Occam's (or Ockham's) razor is an idea attributed to William of Ockham, a 14th century logician. The idea suggests that explanatory entities should not be multiplied beyond necessity. In statistical context, when you have two competing models that fit the data equally well, Occam’s razor recommends to ‘shave away all but what is necessary’. The concept of parsimony is based on Occam’s razor, which also proposes that the model with fewer parameters to be preferred to the one with more.

Principle of Occam’s razor finds one of its applications in regression analysis. In regression analysis, one of the most important issues is which predictor variables to include in the model. One common question arises: ‘Are these many predictor variables needed in the model or a model with fewer number of predictor variables will be as accurate?’ It should be noted that when the number of predictor variables is large relative to the total number of observations, models tend to overfit the data. An overfit model actually fits even the noise or unexplained variation in the data.

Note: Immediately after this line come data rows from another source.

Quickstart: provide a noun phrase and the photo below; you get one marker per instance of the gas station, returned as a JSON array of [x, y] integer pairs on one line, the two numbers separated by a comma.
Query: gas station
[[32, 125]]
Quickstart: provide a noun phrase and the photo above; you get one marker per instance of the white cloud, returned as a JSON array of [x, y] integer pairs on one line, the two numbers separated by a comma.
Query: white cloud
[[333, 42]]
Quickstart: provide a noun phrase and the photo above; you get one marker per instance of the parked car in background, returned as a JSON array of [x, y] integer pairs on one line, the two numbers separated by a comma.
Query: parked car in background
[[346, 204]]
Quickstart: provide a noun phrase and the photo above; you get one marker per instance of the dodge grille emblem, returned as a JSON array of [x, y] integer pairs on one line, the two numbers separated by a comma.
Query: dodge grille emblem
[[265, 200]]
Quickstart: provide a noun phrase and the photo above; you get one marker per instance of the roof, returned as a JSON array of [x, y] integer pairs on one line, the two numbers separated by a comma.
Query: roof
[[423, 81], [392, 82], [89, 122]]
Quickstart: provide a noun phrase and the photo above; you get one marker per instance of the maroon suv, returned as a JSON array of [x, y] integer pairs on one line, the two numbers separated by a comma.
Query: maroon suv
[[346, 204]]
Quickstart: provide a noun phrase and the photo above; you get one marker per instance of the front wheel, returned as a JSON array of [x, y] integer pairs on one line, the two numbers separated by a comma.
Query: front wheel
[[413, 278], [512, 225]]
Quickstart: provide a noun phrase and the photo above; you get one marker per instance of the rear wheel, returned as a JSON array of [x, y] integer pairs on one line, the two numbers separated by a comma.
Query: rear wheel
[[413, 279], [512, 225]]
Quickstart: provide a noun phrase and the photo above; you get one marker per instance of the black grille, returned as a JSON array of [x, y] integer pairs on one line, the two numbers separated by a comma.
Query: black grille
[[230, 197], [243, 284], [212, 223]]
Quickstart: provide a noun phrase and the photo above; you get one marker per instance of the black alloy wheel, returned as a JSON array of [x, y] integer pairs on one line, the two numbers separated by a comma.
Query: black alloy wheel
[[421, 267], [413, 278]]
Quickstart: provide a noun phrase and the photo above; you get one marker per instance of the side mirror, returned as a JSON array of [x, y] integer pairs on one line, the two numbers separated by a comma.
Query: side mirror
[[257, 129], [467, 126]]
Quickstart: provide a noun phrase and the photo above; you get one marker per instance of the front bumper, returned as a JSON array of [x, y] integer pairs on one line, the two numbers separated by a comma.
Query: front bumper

To avoid overfitting, we would therefore like to have fewer predictors in our model. But how minimal can we get? A model with too many variables will have low precision whereas a model with too few variables will be biased. A simple example of underfitting could be, summarizing an outcome measure by just specifying its mean, but this will leave all of the variance in the outcome measure unexplained, and hence the decision biased.

In model building the researcher can avoid overfitting by using the Occam razor or parsimony principle. However, this is also true that historical cases of parsimony principles in practice may have been put forward based on reasons that were theological rather than purely scientific. There is abundant evidence that elimination of variables only in the name of parsimony may not be a productive approach. It is possible for individual variables in a model to be statistically in-significant, but to be collectively important as predictors.

A good statistical model needs a careful balance between bias and accuracy and therefore, involves tradeoffs among simplicity and overfitting.

How one can get this trade off? Every research problem is different by its own nature; however, some general steps could be:

  1. The research problem should be well defined. It is crucial to identify right outcome measure and set of potential predictor variables.
  2. Get enough and good-quality data relevant to the research problem. Check that the data have been collected in appropriate manner.
  3. Avoid considering unnecessary predictor variables. The maximum number of variables the data will support can be checked by using some rule of thumb. For example, a general rule of thumb is that logistic and Cox models should be used with a minimum of 10 outcome events per predictor variable. However, sometimes it can be too conservative.
  4. Some variables can be eliminated if literature suggest those to be unimportant or if there are a large number of missing observations corresponding to the variables.
  5. If you have two or more predictor variables which are correlated, remove one from the model because they supply redundant information.
  6. A good way to make a choice between a too simple and a too complex model is to use information theoretic approaches such as AIC (Akaike's Information Criterion), BIC (Bayesian Information Criterion or Schwarz Information Criterion), MDL (Minimum Description Length) etc. and to select the model having the smallest value of the information criterion chosen. To make it simple, given a set of candidate models for the data, the preferred model is the one with the minimum AIC (or BIC or MDL) value.
  7. Statistical modeling is an important technique and appropriate modeling calls for careful thought about the nature of the problem and the data. It has been aptly said by Albert Einstein that, “Things should be kept as simple as possible—but no simpler.’’

References:
- Akaike, Hirotogu, 1973. Information Theory and an Extension of the Maximum Likelihood Principle. In: B. N. PETROV and F. CSAKI, eds. Second International Symposium on Information Theory. Budapest: Akademiai Kiado: 267–281.
- Burnham Kenneth P., and David R. ANDERSON, 2002. Model Selection and Multimodel Inference: A Practical Information-Theoretic Approach. Second ed. New York: Springer-Verlag.
- Schwarz, G., 1978. Estimating the dimension of a model. Annals of Statistics 6: 461–464.
- Vittinghoff E, McCulloch CE, 2007. Relaxing the rule of ten events per variable in logistic and Cox regression. Am. J. Epidemiol.: 165: 710–18.
-Wears, R.L., Lewis, R.J., 1996. Statistical Models and Occam's Razor. Acad. Emerg. Med.: 6: 93–94.